Since Davis was traded from Texas to the Orioles in July 2011, Buck Showalter had been his manager. Now, it’s Brandon Hyde.

“I’m seeing a guy that is giving a great effort,” Hyde said. “It’s just not happening right now. We wanted to get him off to a good start. It’s not the start I’m sure he wanted to get off to, but I’m going to continue to play him and I’m going to continue to support him and find the right matchups for him to try to get him off the schneid here a little bit early. But he’s battling and being a great teammate and not taking his offense to his defense.”

Alex Cobb, who started the opener, said Davis has the support of his teammates.

“Chris works really hard,” Cobb said.

“He’s a great guy. I mean, he really is. He’s one of the better teammates that I’ve had in my time in the big leagues, and I know he cares so much. To feel that in front of your home fans, I mean, I can’t even imagine. I do feel for him. I understand the fans’ frustration, as well, but nobody’s got a better outlook.”

Hyde believes his relationship with Davis is strong.

“I have a lot of conversations with him,” Hyde said. “We talk regularly. That stuff happens during the game. I haven’t been around here, so I wasn’t aware of fan reaction. I’m not really concerned about it. I’m going to support the guys on the club. It is what it is.
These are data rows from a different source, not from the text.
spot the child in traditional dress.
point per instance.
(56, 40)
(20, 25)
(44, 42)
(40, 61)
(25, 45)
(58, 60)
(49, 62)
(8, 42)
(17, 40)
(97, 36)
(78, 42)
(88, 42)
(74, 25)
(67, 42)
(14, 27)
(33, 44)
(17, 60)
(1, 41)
I’m going to continue to stay positive with him and continue to support him as well as the whole coaching staff. We’re there for him, and we’re working as hard as we can to get off to the best start he can.”

When Davis was asked about Hyde’s support, he bristled.

“I would expect my manager to be behind me, no matter who it was,” Davis said. “Obviously, I’m going be here for the foreseeable future, and I’m a guy that’s been here for a while. So I know Brandon is behind me, I know the whole coaching staff, I know my teammates are behind me. At the end of the day, that’s all that really matters.”